A pesar de ello, su sensible y agudo cerebro no quería admitir tal afirmación ni por un momento. Entre los supervivientes de su época no solía usarse el optimismo sin base. Podían creer lo peor con la mayor tranquilidad.

Y Emily Arundell creía lo peor.

Capítulo IV
-
La señorita Arundell escribe una carta

Era viernes. Los parientes se habían marchado. Se fueron el miércoles, tal como habían acordado. Todos se habían ofrecido para quedarse; pero la oferta fue rechazada. La señorita Arundell se excusó diciendo que prefería gozar de «completo sosiego».

Durante los días que habían transcurrido desde la partida de sus familiares había estado alarmantemente pensativa. Muchas veces ni se daba cuenta de lo que decía Minnie Lawson. Se veía obligada a ordenarle que empezara otra vez.

—Pobrecita; debe ser el «shock» —decía la señorita Lawson.

Y añadía con el acento fúnebre que caracteriza a tantas vidas grises:

—Me atrevería a decir que nunca volverá a estar como antes.

El doctor Grainger, por su parte, procuraba reanimarla.

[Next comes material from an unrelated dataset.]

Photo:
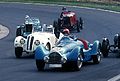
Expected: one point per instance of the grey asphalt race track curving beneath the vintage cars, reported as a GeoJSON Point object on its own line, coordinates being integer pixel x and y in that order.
{"type": "Point", "coordinates": [98, 24]}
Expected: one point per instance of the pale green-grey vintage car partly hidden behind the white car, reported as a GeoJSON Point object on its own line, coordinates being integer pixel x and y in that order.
{"type": "Point", "coordinates": [28, 26]}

Le prometía que a últimos de semana podría levantarse y bajar al salón. Y luego decía, humorísticamente, que era una positiva desgracia que no se hubiera roto algún hueso. Hacía comentarios sobre la difícil clase de paciente que era Emily para un médico luchador como él. Si todos sus clientes fueran como ella, decía, lo mejor que podría hacer sería quitar el rótulo que anunciaba su profesión sobre la puerta de la casa.

Emily Arundell le contestaba con animación. Ella y el doctor eran viejos aliados. Siempre discutían, pero siempre lo pasaban bien cuando se reunían.

Ahora, después que el médico se marchó, la anciana tenía el ceño fruncido; pensando... pensando. Contestaba automáticamente a la charla de Minnie Lawson y luego, volviendo de repente a la realidad, la maltrataba con duras palabras.

—¡Pobrecillo
Bob
! —gorjeaba la señorita Lawson, inclinándose hacia el perro, que estaba sentado sobre una alfombra, al pie de la cama—. ¿Verdad que el pobrecito
Bob
sería muy desgraciado si supiera lo que le ha pasado a su amita por culpa suya?

—¡No sea idiota, Minnie! —la interrumpió la señora—. ¿Dónde está su sentido inglés de la justicia? ¿No sabe que en este país todos son considerados inocentes hasta que se demuestra su culpabilidad?

—Oh, pero sabemos que...

—No sabemos nada. Deje ya de manosear por ahí. Deje de mover las cosas. ¿Tiene usted idea de cómo hay que comportarse en la habitación de un enfermo? Dígale a Ellen que venga.

Emily la siguió con la mirada cuando salió de la habitación, reprochándose interiormente por la forma cómo la trataba. Aunque Minnie estaba algo chiflada, procuraba hacerlo todo como mejor sabía.

Después, su cara tomó el aspecto preocupado de antes.